Projet de sensibilisation et d’information en Papouasie-Nouvelle-Guinée

Evidemment, notre action ponctuelle et de petite envergure ne prétend pas avoir résolue tous ces problèmes, mais elle a, à nos yeux, constitué un début encourageant et espérons-le aura permis d’amorcer une prise de conscience locale.

L’objectif de ce projet de sensibilisation était tout d’abord de contribuer à faire tomber les tabous, les préjugés, les idées fausses qui circulent sur la maladie du VIH/SIDA, lutter contre la stigmatisation des personnes touchées par cette maladie et mettre à disposition plus d’information sur le virus, sur ses modes de transmission, la gestion de la maladie, les façons d’éviter sa propagation.
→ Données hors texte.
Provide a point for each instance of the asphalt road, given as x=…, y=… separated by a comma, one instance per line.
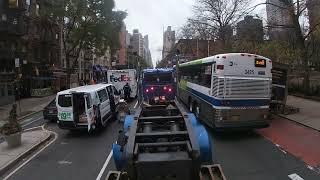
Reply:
x=80, y=156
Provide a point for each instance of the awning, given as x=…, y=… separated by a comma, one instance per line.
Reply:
x=42, y=78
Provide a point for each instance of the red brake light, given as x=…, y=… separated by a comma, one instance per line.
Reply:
x=221, y=67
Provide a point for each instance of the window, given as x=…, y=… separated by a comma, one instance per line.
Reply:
x=88, y=99
x=4, y=17
x=52, y=103
x=15, y=21
x=2, y=91
x=200, y=75
x=13, y=3
x=65, y=100
x=115, y=91
x=10, y=90
x=103, y=95
x=37, y=9
x=156, y=78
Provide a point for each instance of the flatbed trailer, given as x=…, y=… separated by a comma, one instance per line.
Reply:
x=163, y=142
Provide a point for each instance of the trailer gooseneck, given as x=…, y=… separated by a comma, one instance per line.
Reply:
x=163, y=142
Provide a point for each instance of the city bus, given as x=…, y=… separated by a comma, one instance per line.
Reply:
x=158, y=85
x=119, y=78
x=227, y=91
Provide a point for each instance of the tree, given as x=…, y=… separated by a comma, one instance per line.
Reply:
x=87, y=25
x=297, y=9
x=214, y=19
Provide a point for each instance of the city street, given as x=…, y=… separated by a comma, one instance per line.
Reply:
x=78, y=155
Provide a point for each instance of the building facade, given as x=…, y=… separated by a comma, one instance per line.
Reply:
x=137, y=42
x=169, y=38
x=30, y=49
x=250, y=29
x=146, y=51
x=313, y=12
x=278, y=17
x=123, y=46
x=190, y=49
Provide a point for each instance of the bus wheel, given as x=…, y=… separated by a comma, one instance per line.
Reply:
x=190, y=106
x=197, y=110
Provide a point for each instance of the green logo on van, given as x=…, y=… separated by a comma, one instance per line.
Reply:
x=65, y=116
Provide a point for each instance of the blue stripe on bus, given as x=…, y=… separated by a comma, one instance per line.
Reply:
x=232, y=103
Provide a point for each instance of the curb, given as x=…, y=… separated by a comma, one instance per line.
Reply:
x=30, y=114
x=18, y=159
x=298, y=122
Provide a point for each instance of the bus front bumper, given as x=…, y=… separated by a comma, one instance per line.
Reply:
x=241, y=125
x=70, y=125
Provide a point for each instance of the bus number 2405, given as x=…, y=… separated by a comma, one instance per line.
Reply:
x=247, y=71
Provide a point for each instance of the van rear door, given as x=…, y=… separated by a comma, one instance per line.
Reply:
x=104, y=106
x=64, y=105
x=89, y=111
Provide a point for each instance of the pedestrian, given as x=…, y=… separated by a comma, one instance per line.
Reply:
x=127, y=91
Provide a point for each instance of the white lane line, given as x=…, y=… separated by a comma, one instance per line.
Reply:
x=27, y=161
x=136, y=104
x=295, y=176
x=24, y=125
x=104, y=166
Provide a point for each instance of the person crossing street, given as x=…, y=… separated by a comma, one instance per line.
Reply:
x=127, y=91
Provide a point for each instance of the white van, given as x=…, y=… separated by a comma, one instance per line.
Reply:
x=119, y=78
x=86, y=106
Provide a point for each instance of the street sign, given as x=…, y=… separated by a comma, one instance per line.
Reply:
x=17, y=62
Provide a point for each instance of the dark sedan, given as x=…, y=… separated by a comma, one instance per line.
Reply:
x=50, y=112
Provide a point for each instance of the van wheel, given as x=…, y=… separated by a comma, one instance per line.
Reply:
x=190, y=106
x=197, y=110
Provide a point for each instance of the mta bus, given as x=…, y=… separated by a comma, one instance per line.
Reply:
x=158, y=85
x=228, y=91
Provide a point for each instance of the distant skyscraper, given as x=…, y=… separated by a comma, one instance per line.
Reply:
x=137, y=42
x=169, y=38
x=250, y=29
x=278, y=16
x=123, y=47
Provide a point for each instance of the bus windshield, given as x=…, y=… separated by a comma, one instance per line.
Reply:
x=156, y=78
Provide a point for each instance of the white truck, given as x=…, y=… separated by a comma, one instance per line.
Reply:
x=119, y=78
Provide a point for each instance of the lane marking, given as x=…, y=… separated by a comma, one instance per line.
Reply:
x=136, y=104
x=104, y=165
x=33, y=156
x=64, y=162
x=24, y=125
x=295, y=176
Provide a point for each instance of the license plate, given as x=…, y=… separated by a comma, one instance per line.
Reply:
x=235, y=118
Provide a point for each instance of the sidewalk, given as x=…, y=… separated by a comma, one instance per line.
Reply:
x=28, y=106
x=309, y=114
x=30, y=141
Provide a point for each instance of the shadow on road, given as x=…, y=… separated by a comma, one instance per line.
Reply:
x=235, y=135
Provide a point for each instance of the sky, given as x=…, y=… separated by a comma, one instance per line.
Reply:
x=152, y=17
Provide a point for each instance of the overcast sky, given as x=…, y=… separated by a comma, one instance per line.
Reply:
x=153, y=16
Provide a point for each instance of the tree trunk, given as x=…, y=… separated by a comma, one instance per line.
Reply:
x=304, y=53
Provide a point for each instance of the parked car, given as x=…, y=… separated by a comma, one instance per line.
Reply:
x=50, y=112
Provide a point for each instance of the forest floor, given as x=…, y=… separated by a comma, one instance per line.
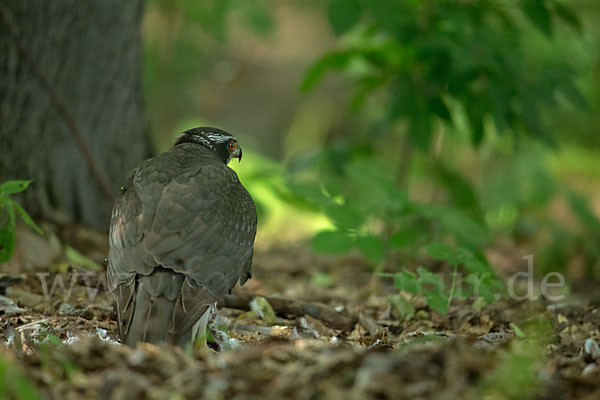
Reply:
x=336, y=336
En effet, en raison d’un faible accès à l’information au VIH/Sida, les pays les plus pauvres sont en général les plus touchés car moins en mesure de se protéger et par conséquent plus vulnérables à l’infection du VIH. Sans oublier que la pauvreté entraîne aussi des comportements à risque (prostitution, etc) et des stigmatisations qui peuvent aboutir au rejet des personnes malades, et à leur déchéance.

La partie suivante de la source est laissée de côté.